Direktur Jenderal (Dirjen) Strategi Ekonomi Fiskal Kementerian Keuangan, Febrio Kacaribu, menyampaikan kebijakan tersebut tertuang dalam rancangan Peraturan Menteri Keuangan (RPMK) yang tengah dalam tahap finalisasi.
“Prosesnya sekarang sedang difinalisasi pada tahap pengundangan sehingga ini harapannya nanti bisa menjadi sumber tambahan pendapatan negara seperti yang disepakati dalam Undang-Undang APBN,” kata Febrio saat rapat Komisi XI DPR RI dengan Dirjen Ekonomi Fiskal Kementerian Keuangan, Senin (17/11).
Febrio menjelaskan, komoditas emas yang akan kena bea keluar meliputi dore, granules, cast bars, dan minted bars, sesuai dengan usulan dari Kementerian Energi dan Sumber Daya Mineral (ESDM).
"Tarif bea emas ditetapkan sebesar 7,5 persen-15 persen atas Dore, Granules, Cast Bar, dan Minted bar memperhatikan usulan Kementerian ESDM," tulis paparan Kemenkeu.
Menurutnya, penetapan bea keluar emas guna memastikan tetap ketersediaan emas di tanah air sebagai negara dengan total cadangan terbesar ke 4 di dunia.
Selain itu, kebijakan ini juga bertujuan untuk mendorong hilirisasi agar tambang emas dapat meningkatkan pendapatan negara serta adanya nilai tambah dari pengolahan sumber daya alam (SDA) di dalam negeri.
“Kebijakan biaya keluar ini, selain dia juga berdampak positif bagi penerimaan negara, akan tetapi juga berdampak pada hilirisasi dan penciptaan kegiatan ekonomi di Indonesia,” ungkapnya.
Berdasarkan rancangan PMK, tarif bea keluar diatur berdasarkan tingkat harga emas dan pengolahan emas.
Ketika harga emas sedang tinggi (windfall), tarif bea keluarnya juga dibuat lebih tinggi.
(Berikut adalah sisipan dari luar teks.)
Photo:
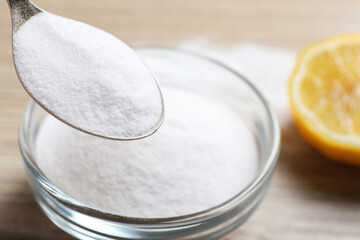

Sementara, untuk emas yang masih mentah tarifnya lebih tinggi dibandingkan dengan produk emas yang telah melalui proses pengolahan.
Ia menambahkan, pemerintah nantinya akan menetapkan harga patokan ekspor (HPE) emas melalui Peraturan Menteri Perdagangan (Permendag) dan Keputusan Menteri Perdagangan (Kepmendag).
“Ini akan menjadi patokan bagi tim yang ada di lapangan untuk pengenaan dari biar keluar tersebut,” tuturnya.